Dans l’exemple ci-dessous (attention il faut suivre ! ou peut servir d’exercice de calcul !): un pantalon vendu initialement à 12.95 dollars, remisé à 10.36 dollars si vendu après le 08/07/2025 et 9.07 dollars si vendu après le 07/08/2025. Le pantalon est acheté après cette dernière date donc facturé 9.07. Une remise supplémentaire de -20% (période de soldes !) soit un prix final de 7.77 dollars (6.5 euros).

Le(s) souvenir(s) personnel(s): « Sortez sans vous ruiner », « des sorties shopping » à 0.5, 11 et 18 euros

Bon, chacun ses goûts et ses couleurs et les exemples qui suivent ne sont peut être pas les meilleurs, mais il donne une bonne idée sur le recyclage possible de vêtements et d’articles parfois neufs et toujours en bon, voir très bon état.

11 euros pour s’habiller, apprendre à compter et prendre des notes

Une veste de moto doublée et coquée, la sécurité pour 18 euros

Une chemise Adidas neuve à 1 euros (-50%) = 0.5 euro

Et si vous n’avez plus d’argent, il vous reste toujours…le caddie des gratuits ou…..les poubelles de ces magasins……

Clin d’oeil à la Bretagne

En plus, en Bretagne, en fouillant bien dans ces magasins d’occasion, on trouve toujours des alternatives aux vêtements pour se réchauffer….

3 réponses

  1. Les américains sont forts en recyclage! 👏
    De l’autre côté – fort aussi de pousser la consommation.
    Je me souviens de tous les sales-days. De l’Europe je connaissais que les soldes d’hiver et d’été. Aux US il y avait grandmother-day’s sale, secretary day’s sale etc. 🤣 Il y avait tous les mois minimum une semaine ou un week-end de soldes. J’étais très impressionné à l’époque.🥹 Je suppose que ça n’a pas changé ?

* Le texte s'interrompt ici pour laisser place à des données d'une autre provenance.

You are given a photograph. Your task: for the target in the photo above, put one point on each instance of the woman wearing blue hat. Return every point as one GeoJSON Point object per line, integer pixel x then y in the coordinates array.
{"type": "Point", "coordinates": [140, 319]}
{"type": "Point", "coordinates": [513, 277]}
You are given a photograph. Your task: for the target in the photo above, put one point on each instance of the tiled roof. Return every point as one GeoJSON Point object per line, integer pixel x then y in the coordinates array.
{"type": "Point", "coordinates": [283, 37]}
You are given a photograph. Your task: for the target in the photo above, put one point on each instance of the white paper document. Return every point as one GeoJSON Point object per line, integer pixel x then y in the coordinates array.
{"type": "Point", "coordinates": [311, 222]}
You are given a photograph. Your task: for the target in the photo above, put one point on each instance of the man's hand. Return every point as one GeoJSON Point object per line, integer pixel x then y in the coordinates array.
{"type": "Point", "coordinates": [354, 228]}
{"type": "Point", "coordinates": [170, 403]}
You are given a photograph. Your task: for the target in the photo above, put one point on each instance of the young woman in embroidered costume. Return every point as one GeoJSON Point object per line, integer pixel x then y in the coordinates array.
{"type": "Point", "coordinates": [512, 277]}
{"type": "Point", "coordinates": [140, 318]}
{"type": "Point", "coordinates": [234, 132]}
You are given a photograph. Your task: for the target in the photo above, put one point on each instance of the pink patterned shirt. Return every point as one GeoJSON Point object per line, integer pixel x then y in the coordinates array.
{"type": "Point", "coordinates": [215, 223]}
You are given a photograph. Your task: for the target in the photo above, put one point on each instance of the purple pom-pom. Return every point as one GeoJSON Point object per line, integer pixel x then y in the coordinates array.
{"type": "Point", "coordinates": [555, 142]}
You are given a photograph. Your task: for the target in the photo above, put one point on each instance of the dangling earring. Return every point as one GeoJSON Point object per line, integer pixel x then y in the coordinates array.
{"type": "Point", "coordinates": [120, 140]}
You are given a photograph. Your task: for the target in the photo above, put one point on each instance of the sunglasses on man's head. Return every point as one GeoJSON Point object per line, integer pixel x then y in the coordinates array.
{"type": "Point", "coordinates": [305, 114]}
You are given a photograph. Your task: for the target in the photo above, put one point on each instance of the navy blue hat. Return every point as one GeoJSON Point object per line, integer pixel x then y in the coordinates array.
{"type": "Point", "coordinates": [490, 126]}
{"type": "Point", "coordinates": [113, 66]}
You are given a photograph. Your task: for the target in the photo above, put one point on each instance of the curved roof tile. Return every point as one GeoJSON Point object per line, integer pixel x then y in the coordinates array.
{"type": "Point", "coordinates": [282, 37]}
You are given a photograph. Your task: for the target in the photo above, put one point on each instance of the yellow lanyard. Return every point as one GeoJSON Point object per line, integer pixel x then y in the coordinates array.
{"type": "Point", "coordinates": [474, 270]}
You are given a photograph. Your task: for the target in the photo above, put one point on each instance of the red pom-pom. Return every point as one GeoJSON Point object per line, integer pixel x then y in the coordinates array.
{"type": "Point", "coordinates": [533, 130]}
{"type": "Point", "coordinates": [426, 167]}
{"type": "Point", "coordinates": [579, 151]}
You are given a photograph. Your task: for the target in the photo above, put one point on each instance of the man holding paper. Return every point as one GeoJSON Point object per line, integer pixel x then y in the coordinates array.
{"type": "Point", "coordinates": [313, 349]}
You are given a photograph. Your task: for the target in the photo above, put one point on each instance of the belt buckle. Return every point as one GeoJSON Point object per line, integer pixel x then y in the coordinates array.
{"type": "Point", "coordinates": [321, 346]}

  2. Merci Vincent, ta note finale avec la Bretagne est PARFAITE
    Je ne sais pas si Marinette lit ton blog ( je doute) mais cela l’amuserait de voir ce qu’il y a à St Vincent de Paul de l’autre côté de l’Atlantique car elle est très investie à Morlaix et organise les ventes.
    Merci pour ce blog, je le lit entièrement et je me régale.
    Je t’écris de la Martinique où nous sommes pour 15 jours chez Anne-Marguerite et tous les siens.
    Super séjour mais …. Quelle chaleur.

    Je vous embrasse TOUS
    FLO

  3. Well done, Vincent. Interesting and expressive with the photos.

    I can’t remember the last time I bought clothing at a retail store. Second hand is my choice as long as the environment is healthy and the articles are clean and lightly worn. I buy shoes and under clothing new.